Bagnaia selbst schien das so gar nicht gepasst zu haben. Am Sonntag folgte nach Rennende eine Ansage, die an seine Kritiker gerichtet war - zunächst optisch, dann auch wörtlich. Auf seine jubelnde Geste mit 'Hand hinter dem Ohr' angesprochen sagte der 26-Jährige: "Die Leute sprechen zu viel. Ich bevorzuge es, die Endergebnisse abzuwarten und dann zu sprechen." Später nochmal darauf angesprochen ergänzte der Ducati-Star: "Das war eine Botschaft an alle, die ihren Mund im Vorhinein zu weit aufmachen. Sie sollten abwarten, bis wir die Saison beendet haben."

Medium statt Soft: Bagnaias Reifenpoker geht auf

Je fünf Sprints und Grand Prix stehen in den kommenden sechs Wochen noch an, ehe die Zielflagge am 26. Oktober in Valencia ein letztes Mal fällt. Mit 18 Punkten Vorsprung auf WM-Rivale Martin fühlt sich Bagnaia nun wieder siegessicher: "Ich habe die WM schon im ersten Saisonteil angeführt und meinen Vorsprung ausgebaut." Doch wie kam es überhaupt zur Trendwende nach dem enttäuschenden Samstag? "Ich habe letzte Nacht sehr intensiv mit dem Team an einer Lösung gearbeitet. Im Warm Up habe ich mich schon besser gefühlt, ich konnte andere Fahrer erfolgreich überholen. Beim Rennstart wollte ich so aggressiv wie möglich sein. Der harte Vorderreifen hat mir dabei geholfen, hart zu bremsen."

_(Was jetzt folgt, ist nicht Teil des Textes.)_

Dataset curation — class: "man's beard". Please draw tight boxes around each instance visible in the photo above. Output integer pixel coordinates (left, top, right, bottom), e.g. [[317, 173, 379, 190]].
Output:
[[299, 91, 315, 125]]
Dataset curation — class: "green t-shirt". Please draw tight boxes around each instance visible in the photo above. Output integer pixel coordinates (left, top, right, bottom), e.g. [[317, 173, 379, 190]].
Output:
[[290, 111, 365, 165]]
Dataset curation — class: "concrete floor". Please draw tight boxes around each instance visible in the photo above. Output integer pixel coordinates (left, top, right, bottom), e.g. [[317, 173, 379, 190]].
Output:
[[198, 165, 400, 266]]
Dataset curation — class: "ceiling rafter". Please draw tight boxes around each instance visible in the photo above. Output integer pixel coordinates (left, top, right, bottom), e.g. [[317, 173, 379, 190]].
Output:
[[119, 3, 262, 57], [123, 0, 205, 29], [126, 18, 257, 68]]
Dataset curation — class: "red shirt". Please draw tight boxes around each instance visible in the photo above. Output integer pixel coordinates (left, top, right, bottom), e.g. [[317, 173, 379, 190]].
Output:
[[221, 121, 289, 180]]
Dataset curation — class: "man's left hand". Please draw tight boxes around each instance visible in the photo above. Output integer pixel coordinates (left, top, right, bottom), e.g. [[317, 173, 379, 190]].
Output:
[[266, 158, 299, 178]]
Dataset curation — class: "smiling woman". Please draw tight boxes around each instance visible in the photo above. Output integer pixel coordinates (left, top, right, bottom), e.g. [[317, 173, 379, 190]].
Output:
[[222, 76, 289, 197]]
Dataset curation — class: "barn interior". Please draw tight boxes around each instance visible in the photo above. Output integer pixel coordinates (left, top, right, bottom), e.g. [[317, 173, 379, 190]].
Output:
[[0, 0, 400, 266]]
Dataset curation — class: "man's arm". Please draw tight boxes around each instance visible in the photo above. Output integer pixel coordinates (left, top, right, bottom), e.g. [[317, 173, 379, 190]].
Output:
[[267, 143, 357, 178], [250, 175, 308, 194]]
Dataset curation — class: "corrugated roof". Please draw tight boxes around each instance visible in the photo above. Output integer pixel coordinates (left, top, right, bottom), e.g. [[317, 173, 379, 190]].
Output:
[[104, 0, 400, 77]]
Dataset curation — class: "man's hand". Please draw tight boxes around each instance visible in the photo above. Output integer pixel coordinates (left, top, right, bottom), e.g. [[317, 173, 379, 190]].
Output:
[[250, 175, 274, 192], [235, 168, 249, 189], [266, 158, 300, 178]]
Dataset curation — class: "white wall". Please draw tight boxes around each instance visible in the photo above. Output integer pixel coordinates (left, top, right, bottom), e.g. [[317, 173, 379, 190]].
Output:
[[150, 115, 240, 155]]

Francesco Bagnaia setzte in Mandalika auf die richtige Reifenkombination, Foto: LAT Images
Francesco Bagnaia setzte in Mandalika auf die richtige Reifenkombination, Foto: LAT Images

Ähnlich wie WM-Rivale Martin gelang auch Bagnaia eine ausgezeichnete Startphase, zum Ende der ersten Runde lag er schon auf Platz sechs. Nach einem Überholmanöver gegen Quartararo war der Ducati-Pilot nur einen Umlauf später schon Dritter, nachdem Brad Binder Luca Marini abgeschossen hatte. Dann wirkte eine weitere Veränderung zum Sprint Wunder: Bagnaia verwendete diesmal den Medium-Hinterreifen und nicht die Soft-Mischung. "Ich mag es nicht, wenn das Bike zu nervös wird. Der Soft macht es zu aggressiv. Mit dem Medium wurde es viel stabiler", verriet der gebürtige Turiner hocherfreut.